Two consecutive years of 5% raises for Indiana K-12 public school teachers would be historic.

A 15% increase in the overall budget for education across the state would be historic.

An aggressive program to address immediately the disparity in education spending in poor rural and urban districts, compared to wealthier districts, would be historic.

The 2.5% increase in education spending each of the next two years approved by the legislature and signed into law by the governor this week?

Not so historic.

But that was the adjective selected by House Speaker Brian Bosma (R-Indianapolis) to describe the commitment to education represented in the budget.

Bosma's word choice illuminates a fact that has been clear to Hoosiers since then-Gov. Mitch Daniels oversaw a $300 million cut to the state's education funding in 2010: Indiana's Republican leaders, when it comes down to it, greatly undervalue public K-12 education.

A group of people representing some state education organizations stood with Bosma at the Statehouse as he gushed over the budget's increases in education spending. Noticeably absent: teachers.

The budget, you see, contains no money for across-the-board teacher salary increases. That means Indiana's classroom leaders will continue to languish near the bottom of the pay pool.

Only 15 states had lower average teacher salaries in 2017-18 than Indiana, according to statistics from the National Education Association. Teachers in at least four of those states have gone on strike in the past two years, and educators in at least three others have taken similar action.

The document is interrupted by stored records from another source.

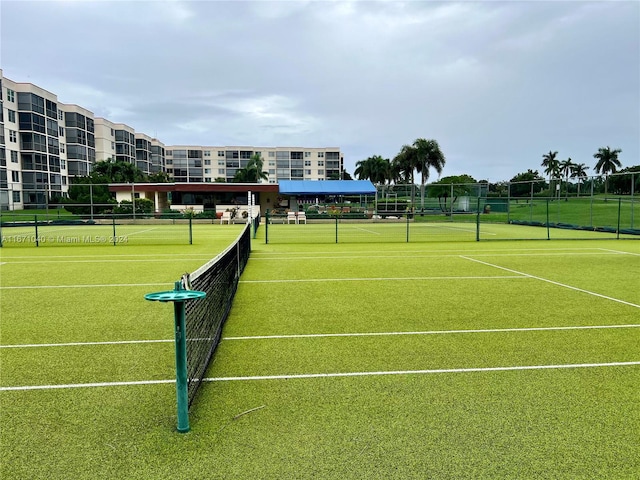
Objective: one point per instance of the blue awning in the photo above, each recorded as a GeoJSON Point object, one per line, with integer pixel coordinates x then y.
{"type": "Point", "coordinates": [326, 187]}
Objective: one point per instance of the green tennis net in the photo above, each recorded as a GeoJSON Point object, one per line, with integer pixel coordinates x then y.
{"type": "Point", "coordinates": [205, 318]}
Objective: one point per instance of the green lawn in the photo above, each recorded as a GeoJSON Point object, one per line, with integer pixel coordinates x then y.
{"type": "Point", "coordinates": [443, 359]}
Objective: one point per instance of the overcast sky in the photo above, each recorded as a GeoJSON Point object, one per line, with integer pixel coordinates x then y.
{"type": "Point", "coordinates": [497, 84]}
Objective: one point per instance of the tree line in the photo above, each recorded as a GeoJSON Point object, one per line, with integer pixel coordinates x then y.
{"type": "Point", "coordinates": [424, 155]}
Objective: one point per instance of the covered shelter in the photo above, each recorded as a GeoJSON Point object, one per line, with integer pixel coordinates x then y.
{"type": "Point", "coordinates": [314, 192]}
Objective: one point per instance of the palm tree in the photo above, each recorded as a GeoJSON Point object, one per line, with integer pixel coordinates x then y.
{"type": "Point", "coordinates": [404, 164]}
{"type": "Point", "coordinates": [427, 155]}
{"type": "Point", "coordinates": [375, 168]}
{"type": "Point", "coordinates": [579, 171]}
{"type": "Point", "coordinates": [551, 166]}
{"type": "Point", "coordinates": [607, 163]}
{"type": "Point", "coordinates": [565, 168]}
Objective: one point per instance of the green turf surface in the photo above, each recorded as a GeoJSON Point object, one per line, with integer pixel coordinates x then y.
{"type": "Point", "coordinates": [412, 329]}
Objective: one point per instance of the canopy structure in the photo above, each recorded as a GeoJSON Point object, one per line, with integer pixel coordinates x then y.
{"type": "Point", "coordinates": [326, 187]}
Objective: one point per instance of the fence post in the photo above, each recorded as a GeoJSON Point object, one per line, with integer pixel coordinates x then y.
{"type": "Point", "coordinates": [478, 221]}
{"type": "Point", "coordinates": [407, 226]}
{"type": "Point", "coordinates": [619, 213]}
{"type": "Point", "coordinates": [35, 217]}
{"type": "Point", "coordinates": [548, 231]}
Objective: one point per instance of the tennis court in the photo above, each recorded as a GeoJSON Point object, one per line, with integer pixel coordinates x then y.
{"type": "Point", "coordinates": [512, 359]}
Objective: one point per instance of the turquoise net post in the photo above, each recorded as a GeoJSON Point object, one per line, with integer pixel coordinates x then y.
{"type": "Point", "coordinates": [178, 296]}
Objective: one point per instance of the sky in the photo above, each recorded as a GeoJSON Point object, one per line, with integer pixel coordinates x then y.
{"type": "Point", "coordinates": [497, 84]}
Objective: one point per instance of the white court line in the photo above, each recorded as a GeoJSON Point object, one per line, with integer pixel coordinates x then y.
{"type": "Point", "coordinates": [322, 335]}
{"type": "Point", "coordinates": [84, 344]}
{"type": "Point", "coordinates": [378, 279]}
{"type": "Point", "coordinates": [553, 282]}
{"type": "Point", "coordinates": [434, 332]}
{"type": "Point", "coordinates": [367, 256]}
{"type": "Point", "coordinates": [619, 252]}
{"type": "Point", "coordinates": [26, 287]}
{"type": "Point", "coordinates": [139, 231]}
{"type": "Point", "coordinates": [366, 230]}
{"type": "Point", "coordinates": [58, 262]}
{"type": "Point", "coordinates": [326, 375]}
{"type": "Point", "coordinates": [116, 255]}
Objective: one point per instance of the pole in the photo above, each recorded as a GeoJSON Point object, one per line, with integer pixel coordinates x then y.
{"type": "Point", "coordinates": [178, 296]}
{"type": "Point", "coordinates": [91, 199]}
{"type": "Point", "coordinates": [548, 232]}
{"type": "Point", "coordinates": [181, 365]}
{"type": "Point", "coordinates": [36, 222]}
{"type": "Point", "coordinates": [478, 221]}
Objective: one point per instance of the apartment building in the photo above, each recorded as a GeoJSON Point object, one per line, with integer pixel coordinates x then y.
{"type": "Point", "coordinates": [211, 164]}
{"type": "Point", "coordinates": [45, 143]}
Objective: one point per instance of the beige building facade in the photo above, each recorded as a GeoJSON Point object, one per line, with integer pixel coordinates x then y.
{"type": "Point", "coordinates": [44, 143]}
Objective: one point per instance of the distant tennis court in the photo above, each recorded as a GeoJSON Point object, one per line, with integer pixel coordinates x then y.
{"type": "Point", "coordinates": [444, 359]}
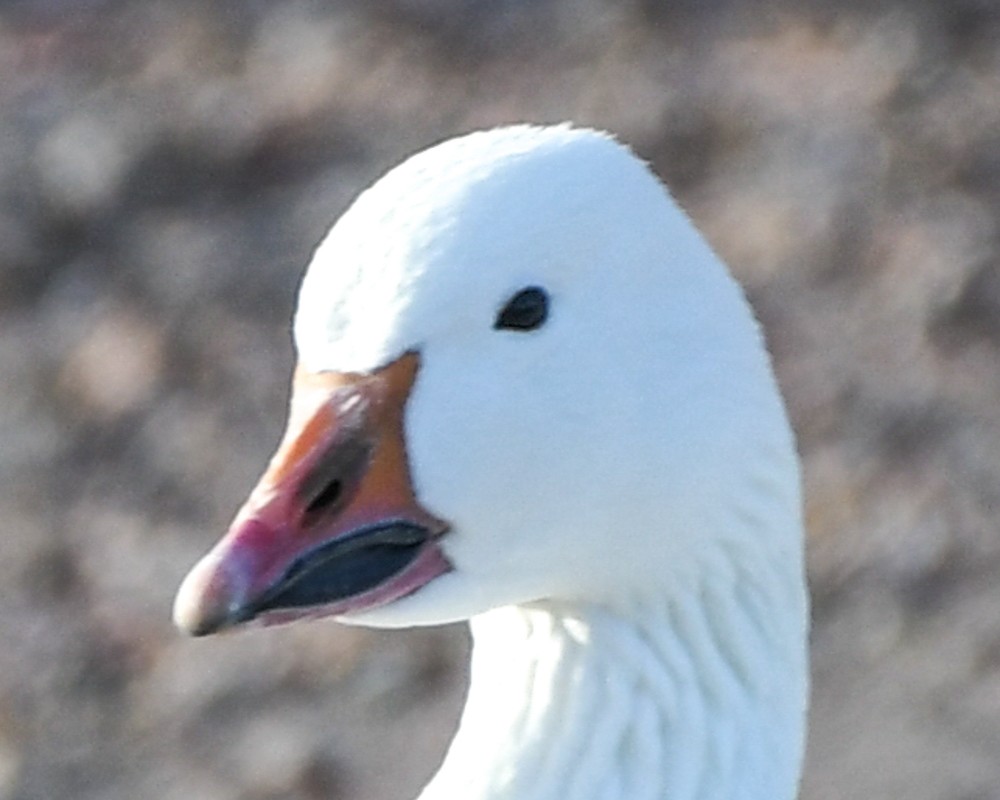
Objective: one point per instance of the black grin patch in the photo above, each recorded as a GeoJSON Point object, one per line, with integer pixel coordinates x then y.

The average salary for a Hoosier K-12 public school teacher was $35,943 last academic year. That's just $10,000 over the federal poverty level for a family of four, according to a chart published by the U.S. Department of Health & Human Services.

Here in Anderson and across Indiana, teachers and their supporters have held #RedforEd walk-ins over the past few weeks to demonstrate for better pay and more school resources.

Will they eventually have to go on strike, as their under-compensated brethren in other states have done, to get the Legislature's attention?

That's the sort of historic event that Bosma, Holcomb and other state Republican leaders should do their best to avoid.